The licensing agreement is part of a national effort led by DOE to research, develop and ultimately transfer energy technologies from DOE national laboratories to the global marketplace. Incorporating these high temperature superconducting wires and power equipment into the nation's electric grid will help meet rapidly growing demand for energy in an energy-efficient, cost-effective manner.
"This licensing agreement continues the long history of successes moving DOE technology from its labs to the marketplace," Patricia Hoffman, DOE principal deputy assistant secretary for Electricity Delivery and Energy Reliability, said. "High temperature superconductivity is a revolutionary and cross-cutting technology that can further the Administration's long-term effort to transform our nation's electricity infrastructure and provide a safe, reliable and affordable stream of electricity to all Americans."
Superconductors are special materials with no electrical resistance at extremely low temperatures.
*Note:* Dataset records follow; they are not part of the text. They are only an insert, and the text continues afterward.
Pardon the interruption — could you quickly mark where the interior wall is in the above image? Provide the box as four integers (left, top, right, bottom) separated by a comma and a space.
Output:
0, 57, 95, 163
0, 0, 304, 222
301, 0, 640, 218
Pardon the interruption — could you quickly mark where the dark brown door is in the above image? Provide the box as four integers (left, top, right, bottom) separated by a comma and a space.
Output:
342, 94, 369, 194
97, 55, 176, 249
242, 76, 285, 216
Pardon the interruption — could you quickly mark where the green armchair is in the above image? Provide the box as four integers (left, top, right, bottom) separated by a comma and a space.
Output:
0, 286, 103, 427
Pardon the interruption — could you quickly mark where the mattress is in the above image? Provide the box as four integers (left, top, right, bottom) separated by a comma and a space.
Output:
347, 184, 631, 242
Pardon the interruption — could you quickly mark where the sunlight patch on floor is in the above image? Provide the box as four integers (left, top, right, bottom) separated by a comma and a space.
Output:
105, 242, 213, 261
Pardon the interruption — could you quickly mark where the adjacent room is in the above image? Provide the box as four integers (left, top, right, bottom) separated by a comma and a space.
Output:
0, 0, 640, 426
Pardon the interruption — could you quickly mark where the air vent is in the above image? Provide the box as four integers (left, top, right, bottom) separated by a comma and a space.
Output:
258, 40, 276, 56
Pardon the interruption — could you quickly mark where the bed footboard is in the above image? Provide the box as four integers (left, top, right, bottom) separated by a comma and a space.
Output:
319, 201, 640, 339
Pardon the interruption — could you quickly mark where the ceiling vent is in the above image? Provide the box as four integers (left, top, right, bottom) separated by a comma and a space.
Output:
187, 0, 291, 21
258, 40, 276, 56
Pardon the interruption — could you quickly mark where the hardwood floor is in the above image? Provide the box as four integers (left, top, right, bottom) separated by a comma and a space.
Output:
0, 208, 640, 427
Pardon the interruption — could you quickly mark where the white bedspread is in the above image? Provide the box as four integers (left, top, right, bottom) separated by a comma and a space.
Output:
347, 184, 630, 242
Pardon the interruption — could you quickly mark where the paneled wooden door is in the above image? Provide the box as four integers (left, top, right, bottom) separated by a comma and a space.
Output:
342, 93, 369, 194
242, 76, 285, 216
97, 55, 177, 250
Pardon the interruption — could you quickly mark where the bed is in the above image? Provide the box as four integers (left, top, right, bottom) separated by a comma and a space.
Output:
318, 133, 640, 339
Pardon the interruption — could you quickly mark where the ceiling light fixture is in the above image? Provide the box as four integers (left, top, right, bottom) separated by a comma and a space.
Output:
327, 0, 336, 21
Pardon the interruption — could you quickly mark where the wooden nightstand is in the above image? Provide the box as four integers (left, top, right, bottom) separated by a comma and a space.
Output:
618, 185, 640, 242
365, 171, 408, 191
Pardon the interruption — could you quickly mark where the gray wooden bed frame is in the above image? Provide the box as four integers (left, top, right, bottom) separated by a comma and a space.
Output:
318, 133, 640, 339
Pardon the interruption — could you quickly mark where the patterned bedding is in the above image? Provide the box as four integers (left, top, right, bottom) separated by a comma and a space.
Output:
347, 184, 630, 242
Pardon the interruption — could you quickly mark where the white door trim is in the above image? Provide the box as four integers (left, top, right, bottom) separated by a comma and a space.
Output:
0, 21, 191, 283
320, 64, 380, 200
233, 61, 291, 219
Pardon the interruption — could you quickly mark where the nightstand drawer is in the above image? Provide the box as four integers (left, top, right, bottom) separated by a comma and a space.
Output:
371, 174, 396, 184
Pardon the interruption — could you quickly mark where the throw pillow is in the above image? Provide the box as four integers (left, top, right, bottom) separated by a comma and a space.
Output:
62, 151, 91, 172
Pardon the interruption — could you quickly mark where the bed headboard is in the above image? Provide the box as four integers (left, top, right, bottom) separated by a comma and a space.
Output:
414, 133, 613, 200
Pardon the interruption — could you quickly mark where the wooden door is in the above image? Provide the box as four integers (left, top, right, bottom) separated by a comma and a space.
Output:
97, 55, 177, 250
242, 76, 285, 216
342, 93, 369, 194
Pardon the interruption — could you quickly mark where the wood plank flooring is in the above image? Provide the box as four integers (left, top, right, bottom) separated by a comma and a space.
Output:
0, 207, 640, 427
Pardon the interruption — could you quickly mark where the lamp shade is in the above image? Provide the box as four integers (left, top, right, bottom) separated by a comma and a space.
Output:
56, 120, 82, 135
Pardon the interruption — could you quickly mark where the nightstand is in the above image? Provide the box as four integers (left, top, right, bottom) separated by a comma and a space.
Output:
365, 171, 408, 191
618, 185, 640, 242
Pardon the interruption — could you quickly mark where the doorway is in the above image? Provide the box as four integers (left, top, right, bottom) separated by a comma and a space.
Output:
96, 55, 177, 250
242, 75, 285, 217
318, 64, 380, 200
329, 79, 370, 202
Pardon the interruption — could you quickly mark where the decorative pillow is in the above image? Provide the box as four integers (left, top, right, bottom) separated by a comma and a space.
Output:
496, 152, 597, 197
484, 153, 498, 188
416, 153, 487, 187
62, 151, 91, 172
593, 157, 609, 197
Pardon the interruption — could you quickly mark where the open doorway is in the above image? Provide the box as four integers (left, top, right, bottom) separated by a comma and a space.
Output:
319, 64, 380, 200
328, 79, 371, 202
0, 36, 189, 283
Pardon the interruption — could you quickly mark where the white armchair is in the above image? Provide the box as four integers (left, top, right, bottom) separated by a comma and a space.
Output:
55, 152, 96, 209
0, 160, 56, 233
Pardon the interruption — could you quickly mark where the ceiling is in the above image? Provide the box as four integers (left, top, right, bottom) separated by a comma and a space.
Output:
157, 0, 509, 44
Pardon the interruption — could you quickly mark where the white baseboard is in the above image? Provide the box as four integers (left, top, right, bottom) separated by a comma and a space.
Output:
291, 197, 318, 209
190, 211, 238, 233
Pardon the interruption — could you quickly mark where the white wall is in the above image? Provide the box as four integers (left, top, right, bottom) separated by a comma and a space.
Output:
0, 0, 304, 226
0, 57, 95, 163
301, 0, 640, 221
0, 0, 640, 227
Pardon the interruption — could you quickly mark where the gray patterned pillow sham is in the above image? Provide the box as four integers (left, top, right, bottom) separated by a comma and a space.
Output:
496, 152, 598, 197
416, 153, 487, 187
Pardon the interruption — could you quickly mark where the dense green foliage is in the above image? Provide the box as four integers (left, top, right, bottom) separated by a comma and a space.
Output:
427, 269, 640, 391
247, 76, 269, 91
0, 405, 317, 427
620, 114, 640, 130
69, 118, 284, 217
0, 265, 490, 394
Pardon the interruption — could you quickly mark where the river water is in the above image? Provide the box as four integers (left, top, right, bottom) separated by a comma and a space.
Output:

High temperature superconductors (HTS), discovered in 1986, lose resistance at warmer (though still very cold) temperatures than conventional superconductors.
Cooled by cheap and abundant liquid nitrogen, high temperature superconductors can be used to make lighter, smaller, more efficient, higher capacity power devices; relieve congested power line networks; and increase power transmission capacity.
Second generation, or 2G, wires made by depositing high temperature superconducting materials onto inexpensive metal templates coated with ceramic buffer layers will make high temperature superconducting wires less expensive to produce.
ORNL's pioneering research on 2G wires includes discovery of lanthanum-manganese-oxide as a buffer material that can be formed rapidly using commercial film-deposition processes."This agreement with SuperPower is a great example of ORNL working with industry and delivering the science and technology to help address the nation's energy challenges," ORNL Director Thom Mason said.